Reference: [2012] EWHC 431 (QB)

Court: Queen's Bench Division

Judge: Tugendhat J

Date of judgment: 2 Mar 2012

Summary: Privacy - misuse of private information - CPR 3.9 - strike out - relief from sanction - procedure

Download: Download this judgment

Appearances: Jacob Dean (Defendant) 

Instructing Solicitors: Schillings for the Claimant, Simons Muirhead & Burton for the First Defendant


C, now identifiable as the footballer Ryan Giggs, applied for relief from sanction in the form of the reinstatement of his claim against NGN. The claim had been struck out automatically as C’s solicitors had failed to comply with a court deadline. The action against the second D, Ms Thomas had been settled with a statement in open court by her.

C wished to continue his claim for damages and a permanent injunction against NGN for breach of confidence or misuse of private information in relation to an article which was about his relationship with Ms Thomas, but which did not name him. Although not included in the pleadings as they stood, C indicated his intention to claim damages for subsequent publications by third parties many of which did name Giggs.


Whether C should be granted relief from sanctions under CPR 3.9 and have his claim reinstated.


That relief should not be granted under CPR 3.9 and the action would remain struck out:

(1)If not granted relief it would be open to C to start a new action against NGN, therefore refusal to grant relief would not materially interfere with C’s Article 6 or Article 8 rights.

(2) As NGN say they are neither in a position to, nor intend to, publish further information about the relationship between C and Ms Thomas a continuance would not be a serious interference with NGN’s Article 10 rights.

(3) As presently pleaded the claim for damages could not be said to give rise to any significant award, if any award at all. The article complained of was anonymised and no particulars of how the article could be understood to refer to C are pleaded.

(4) The claim for an injunction has been overtaken by events.

(5) C had been party to two serious breaches – one of the rules of court and the other of an order of the court – in failing to apply to fix a trial date and failing to inform NGN and third parties of the lifting of anonymity.

Tugendhat J also made some clear and generally applicable points regarding the conduct of litigation in such cases:

(1) Failure to comply with Orders of the court and the CPR, to fully inform the court in a timely fashion of all relevant matters including procedural matters, or to inform affected parties where anonymity is lifted are serious breaches.

(2) Parties must consider the Article 10 rights of third parties in actions for breach of confidence and privacy, so as to progress the case in a timely manner and interfere with those Article 10 rights for as short a time as possible. Indefinite extensions should not be agreed between the parties.


(3) When considering granting an extension of time, the court must be convinced that the interference with third parties’ Article 10 rights is necessary and proportionate.

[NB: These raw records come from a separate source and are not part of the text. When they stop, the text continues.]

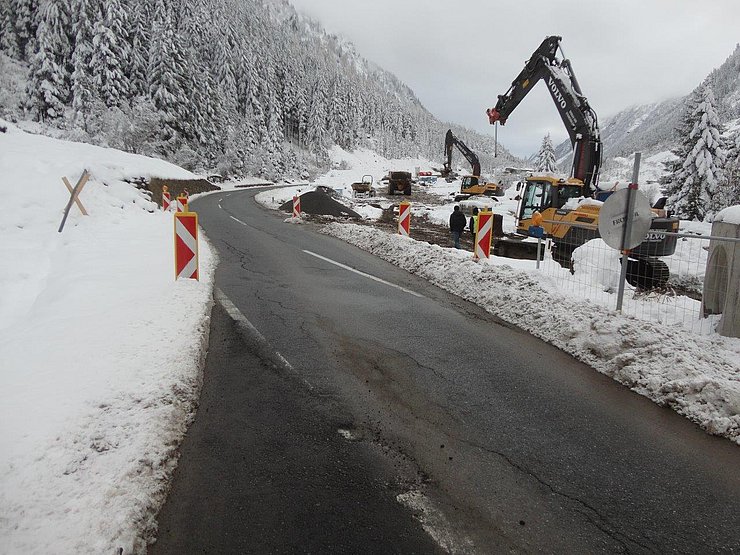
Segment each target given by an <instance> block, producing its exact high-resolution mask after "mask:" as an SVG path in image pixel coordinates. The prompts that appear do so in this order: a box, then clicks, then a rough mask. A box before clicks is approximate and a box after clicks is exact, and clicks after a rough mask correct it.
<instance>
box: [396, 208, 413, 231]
mask: <svg viewBox="0 0 740 555" xmlns="http://www.w3.org/2000/svg"><path fill="white" fill-rule="evenodd" d="M410 232H411V203H410V202H407V201H403V202H402V203H401V204H399V205H398V233H399V234H400V235H403V236H404V237H408V236H409V234H410Z"/></svg>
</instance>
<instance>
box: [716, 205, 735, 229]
mask: <svg viewBox="0 0 740 555" xmlns="http://www.w3.org/2000/svg"><path fill="white" fill-rule="evenodd" d="M714 221H715V222H724V223H726V224H734V225H740V206H729V207H727V208H725V209H724V210H720V211H719V213H718V214H717V215H716V216H715V217H714Z"/></svg>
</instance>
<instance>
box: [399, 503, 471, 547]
mask: <svg viewBox="0 0 740 555" xmlns="http://www.w3.org/2000/svg"><path fill="white" fill-rule="evenodd" d="M396 501H398V502H399V503H401V504H402V505H406V506H407V507H408V508H409V509H411V510H412V511H413V512H414V517H415V518H416V519H417V520H418V521H419V522H420V523H421V527H422V528H424V530H425V531H426V533H427V534H429V535H430V536H431V537H432V539H433V540H434V541H435V542H437V545H439V546H440V547H441V548H442V549H443V550H444V551H445V552H447V553H451V554H452V555H456V554H458V553H474V552H475V544H473V542H472V541H471V540H470V539H469V538H467V537H466V536H464V535H463V534H462V533H461V532H458V531H457V530H456V529H455V528H454V527H453V526H452V525H451V524H450V522H449V521H448V520H447V518H446V517H445V515H444V514H443V513H442V511H441V510H439V509H438V508H437V507H436V506H435V504H434V503H432V501H431V499H429V498H428V497H427V496H426V495H424V494H423V493H422V492H420V491H418V490H411V491H408V492H406V493H401V494H399V495H397V496H396Z"/></svg>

(4) Parties should be aware that judges will, and are required to, give reasons public for their interlocutory decisions and should consider what case and evidence they put in – including whether to put in submissions and evidence at all – this light. If a party puts no case before the judge, the interlocutory judgment cannot reflect that party’s side of the story.


Essential reading for those conducting privacy and breach of confidence cases, with strong guidance given as to how such cases should be managed. The importance of open justice, compliance with the rules of procedure and timely progression of cases where an interim injunction has been obtained were again emphasised.

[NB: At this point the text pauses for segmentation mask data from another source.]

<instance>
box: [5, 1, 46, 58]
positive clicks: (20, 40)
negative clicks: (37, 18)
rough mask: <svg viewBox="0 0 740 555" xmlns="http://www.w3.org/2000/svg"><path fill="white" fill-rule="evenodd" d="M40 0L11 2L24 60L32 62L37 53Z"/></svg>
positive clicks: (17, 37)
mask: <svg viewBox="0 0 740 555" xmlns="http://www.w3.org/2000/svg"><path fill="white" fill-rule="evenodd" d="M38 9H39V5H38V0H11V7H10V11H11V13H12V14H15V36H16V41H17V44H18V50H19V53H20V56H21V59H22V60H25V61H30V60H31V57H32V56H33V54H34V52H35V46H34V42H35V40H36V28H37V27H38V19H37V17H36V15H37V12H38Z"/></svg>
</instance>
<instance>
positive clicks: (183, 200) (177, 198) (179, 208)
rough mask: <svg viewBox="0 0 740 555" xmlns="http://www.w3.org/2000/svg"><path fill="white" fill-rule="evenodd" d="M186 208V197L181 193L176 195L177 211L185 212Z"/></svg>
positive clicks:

Also of interest is the judge’s assessment that the settlement between C and Ms Thomas may affect the Article 10 rights of third parties in the light of the Hutcheson v Popdog [2011] EWCA Civ 1580 decision. This is not explored in any detail, but highlights that the issue of whether the Spycatcher effect applies to permanent injunctions is still unresolved.

This judgment brings to an end this litigation, which commenced in April last year and in which a number of judgments have been handed down (see cases listed as “CTB”). Whilst Tugendhat J makes clear that this cannot be seen as a victory for NGN, who stated that they did not intend to publish further details in any case, and who have had the case against them struck out because C’s inaction; nor can it be seen as a victory for C, whose case is now at an end.